Ore Collection Point. Enter CZECH ADVISER.
CZECH ADVISER: Glory to labour, comrade.
ALBANIAN LABOURER: Morning, lad.
CZECH ADVISER: No good marning, that word mistake. Glory to labour. That’s what say in Prague. Good marning forbeeden.
ALBANIAN LABOURER: Aye.
Rudian felt the last spark die. Nothing. Just slag. No gold, no divine spark anywhere.

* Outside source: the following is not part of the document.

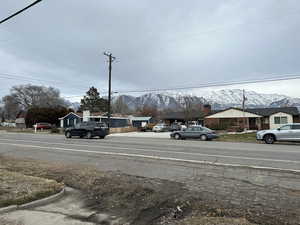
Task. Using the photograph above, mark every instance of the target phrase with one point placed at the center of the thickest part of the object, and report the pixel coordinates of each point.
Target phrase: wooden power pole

Don’t do this to me, he thought, without knowing whom he was addressing. He stood up, perplexed, and found himself next to the same part of his bookshelves where the meteorite had struck so many weeks ago between Scott Fitzgerald and Toponyms. A new place name should have been added to this book: the Rock of the Bride Killed by Lightning. Or simply, Black Rock.
It was here that he had hit her, at first without realising it. Only later did Migena mention, quite naturally, ‘when you hit me there by the bookshelves’. After that he believed it too. When I hit you, my darling, that evening.
He had vowed it wouldn’t happen again. But he reached out to rearrange the books so that at least Fitzgerald wouldn’t be there if it did.
When I hit you, my darling, in front of a fellow writer. You lout, he said to himself. He had struck on the head the best girl in the world, heedless of the scandal, her protests, the possible X-ray.
For days he had been wandering round that dim world of X-rays of one sort or another.
He knew it was useless requesting Linda’s breast scan. The hospital would say that her family had it. Her family would surely say that the investigators took it during the house search, with her diary, her few photographs, and of course the book with his dedication.